Shared Cache is Going Away

by jefftkjefftk1 min read1st Nov 20196 comments

17

Personal Blog

Browsers historically have had a single HTTP Cache. This meant that if www.a.example and www.b.example both used cdn.example/jquery-1.2.1.js then JQuery would only be downloaded once. Since it's the same resource regardless of which site initiates the download, a single shared cache is more efficient. [1]

Unfortunately, a shared cache enables a privacy leak. Summary of the simplest version:

  • I want to know if you're a moderator on www.forum.example.
  • I know that only pages under www.forum.example/moderators/private/ load www.forum.example/moderators/header.css.
  • When you visit my page I load www.forum.example/moderators/header.css and see if it came from cache.
Versions of this have been around for a while, but in March 2019 Eduardo Vela disclosed a way to make it much more powerful and reliable. Browsers are responding by partitioning the cache ( Chrome, Firefox; Safari already had). [2] It's not clear from me reading the bugs when it will launch, but it does sound soon. [3]

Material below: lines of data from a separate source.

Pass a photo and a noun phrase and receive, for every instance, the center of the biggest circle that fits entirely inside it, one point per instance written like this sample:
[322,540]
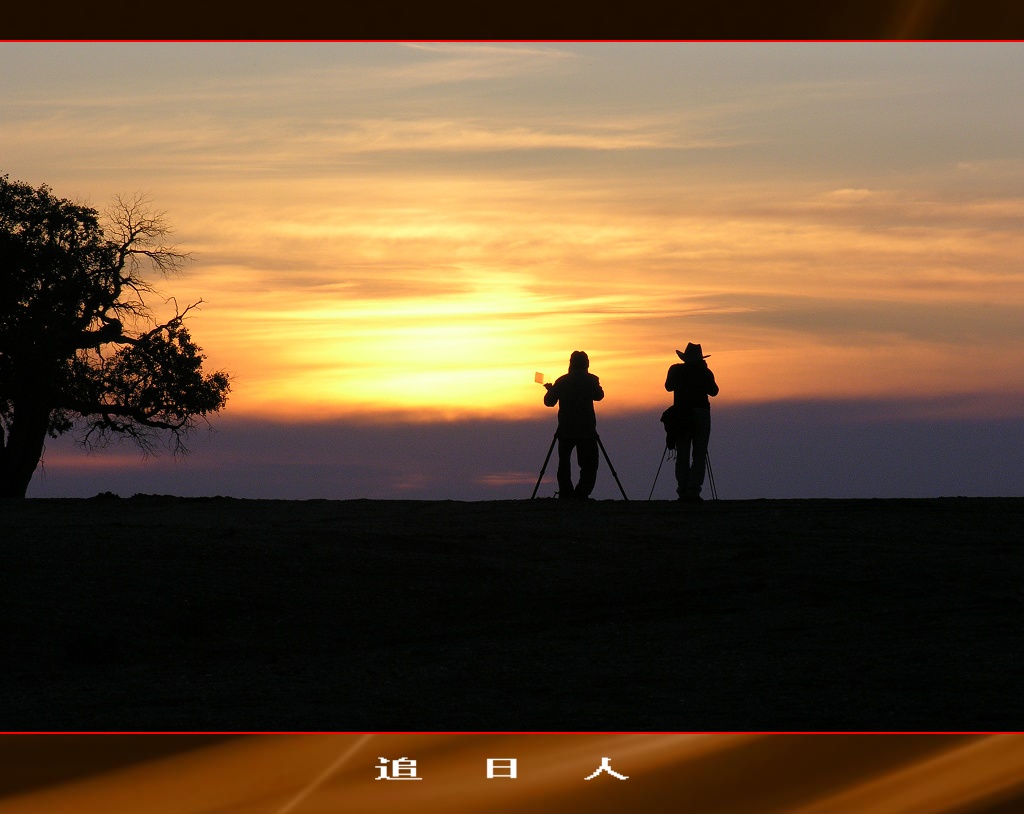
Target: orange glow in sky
[420,227]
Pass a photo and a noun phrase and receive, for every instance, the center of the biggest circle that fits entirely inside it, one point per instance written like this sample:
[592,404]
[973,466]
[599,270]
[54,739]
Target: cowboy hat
[692,352]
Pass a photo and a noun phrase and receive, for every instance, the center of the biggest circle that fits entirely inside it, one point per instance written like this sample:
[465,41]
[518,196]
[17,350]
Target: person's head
[579,360]
[693,354]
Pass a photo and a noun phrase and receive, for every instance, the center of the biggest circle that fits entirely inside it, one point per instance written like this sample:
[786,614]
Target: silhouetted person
[690,382]
[576,393]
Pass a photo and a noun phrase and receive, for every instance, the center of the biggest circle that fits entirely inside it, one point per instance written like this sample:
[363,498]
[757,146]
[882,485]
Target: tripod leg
[657,473]
[711,479]
[611,467]
[547,458]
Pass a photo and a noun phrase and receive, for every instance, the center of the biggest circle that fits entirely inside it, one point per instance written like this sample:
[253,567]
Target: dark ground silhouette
[217,614]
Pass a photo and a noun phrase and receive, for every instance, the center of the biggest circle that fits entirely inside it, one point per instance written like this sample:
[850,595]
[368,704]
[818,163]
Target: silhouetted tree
[79,346]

What does this mean for developers? The main thing is that there's no longer any advantage to trying to use the same URLs as other sites. You won't get performance benefits from using a canonical URL over hosting on your own site (unless they're on a CDN and you're not) and you have no reason to use the same version as everyone else (but staying current is still a good idea).

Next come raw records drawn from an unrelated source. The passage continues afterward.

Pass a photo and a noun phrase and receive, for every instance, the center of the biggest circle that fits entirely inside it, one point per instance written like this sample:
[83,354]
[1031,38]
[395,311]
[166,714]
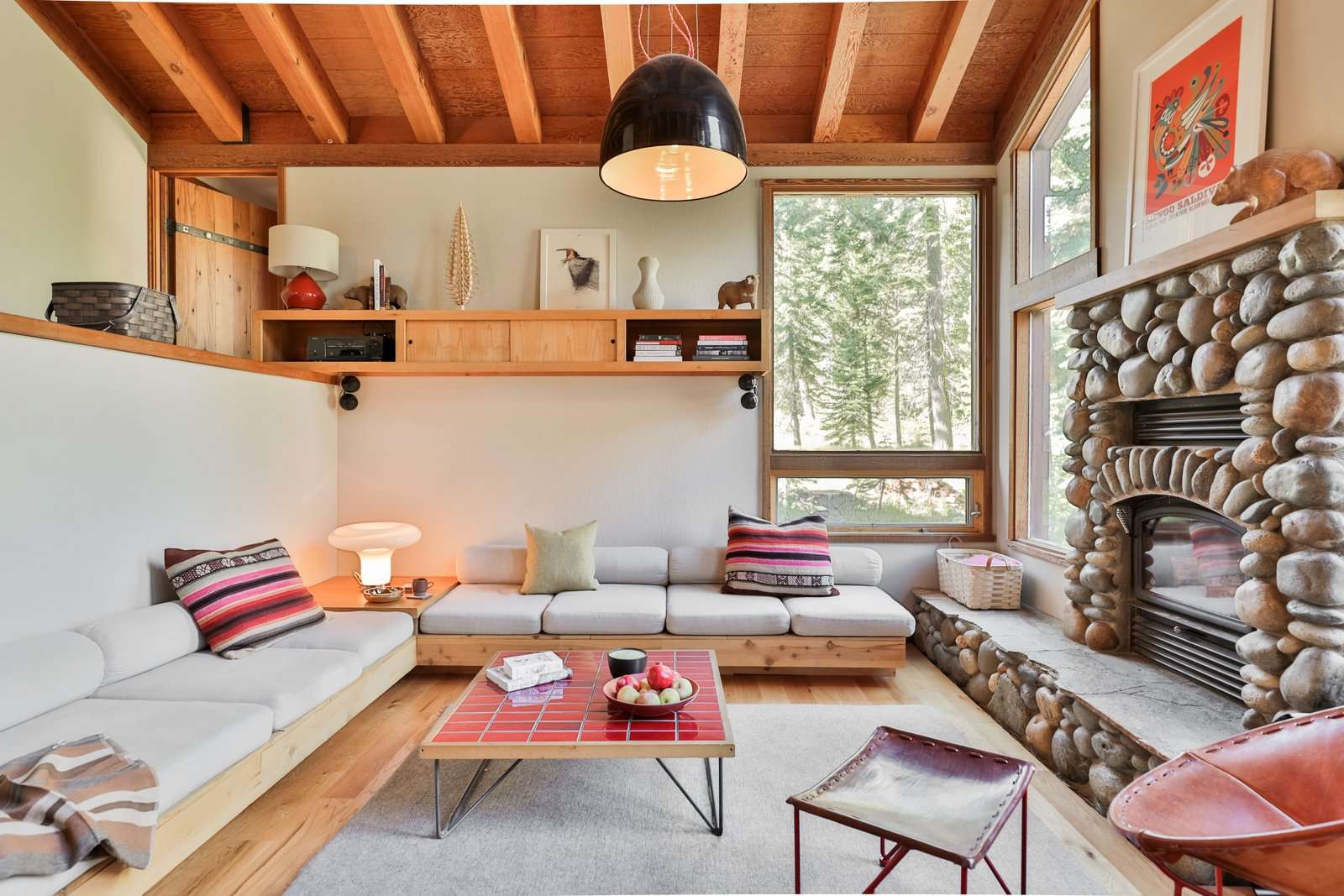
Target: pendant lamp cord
[678,26]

I'm sad about this change from a general web performance perspective and from the perspective of someone who really likes small independent sites, but I don't see a way to get the performance benefits without the leaks.


[1] When I worked on mod_pagespeed, rewriting web pages so they would load faster, we had an opt-in feature to Canonicalize JavaScript Libraries.

[2] I was curious if this had launched yet so I made a pair of test pages and tried it out in WebPageTest for Chrome Canary and Firefox Nightly but it's not out yet. I used a WPT script consisting of:

navigate https://www.trycontra.com/test/cache-partition
navigate https://www.bidadance.org/test/cache-partition

[3] Firefox's bug is marked "fixed" and "Milestone: mozilla70", but I have Firefox 70.0.1 and it doesn't seem to be enabled:

Perhaps this is just the code change and they still need a flag flip? I don't know how Firefox does this.

Comment via: facebook, lesswrong

17

6 comments, sorted by Highlighting new comments since Today at 7:19 AM
New Comment

"I'm sad about this change ... from the perspective of someone who really likes small independent sites"

All I know about this topic is what I just read from you... But should I regard this as a plot by Big Tech to further centralize the web in their clouds? Or is it more the reverse, meant to protect the user from evil small sites?

I don't think there's anything nefarious going on, and these are real privacy leaks. That they happen to hurt sites people quickly move between more than ones people stay on a long time is just what happens, but it still pushes the web in a more centralized direction.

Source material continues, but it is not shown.